- The opening page of the Cosmographia from Trinity College MS R.7.11
- Full title: De mundi creatione et contentis ejusdem
- Author(s): Gerald of Wales
- Language: Latin
- Date: c. 1166-1176

= De mundi creatione =

Twelfth-century cosmographic poem by Gerald of Wales

De mundi creatione, or On the Creation of the World, is a twelfth-century Latin cosmographic poem by Gerald of Wales describing the creation of the world and man.

It survives in Gerald's Symbolum electorum and contains part or all of his otherwise-lost Cosmographia. It has been described as "almost an epitome" of Bernard Silvestris's Cosmographia,' and shows that Gerald accepted contemporary theoretical models of the world.

== Composition ==
Gerald referred to an early Cronographia and Cosmographia as being among his own writings. Robert Bartlett dates these to c. 1166-1176, corresponding to Gerald's time studying at the University of Paris. The Cronographia is not known to survive, but Bartlett identifies De mundi creatione as containing part or all of the Cosmographia.

It survives in Gerald's anthology of his works, his Symbolum electorum, c. 1204-1205, suggesting that he continued to hold the work in esteem.

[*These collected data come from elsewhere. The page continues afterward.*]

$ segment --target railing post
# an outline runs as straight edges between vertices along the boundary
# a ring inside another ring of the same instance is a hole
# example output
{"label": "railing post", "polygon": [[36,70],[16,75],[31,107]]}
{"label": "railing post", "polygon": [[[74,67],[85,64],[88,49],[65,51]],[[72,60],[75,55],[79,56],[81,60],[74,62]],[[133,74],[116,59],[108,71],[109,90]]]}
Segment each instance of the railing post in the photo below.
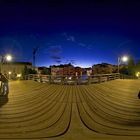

== Contents and interpretation ==
De mundi creatione is a 260-line cosmographic poem describing the creation of the world and man. It presents the natural world through the four classical elements: earth, water, fire, and air. It presents the human body through the humoral theory, where these elements have bodily equivalents with air corresponding to blood, fire to yellow bile or choler, earth to black bile, and water to phlegm.

The poem also adopts the concept of microcosm and macrocosm, where the body and the world were linked and reflected each other.

The work is conventional in its ideas and presentation and is evidence that Gerald accepted contemporary theoretical models, including standard humoral theory. It resembles Bernard Silvestris's Cosmographia and Michael Faletra has described it as "almost an epitome" of that work.

The work contains Platonic terms and themes, but it is not a Platonist work. It also reflects contemporary commonplaces, including Bede's correlation between the seasons, elements, and humours, and the traditional account of the seven planets. Robert Bartlett describes it as part of a "school of writers who were attempting a scientific synthesis on the basis of the meagre available resources."

Gerald himself considered it to reflect the teachings of philosophers, not theologians.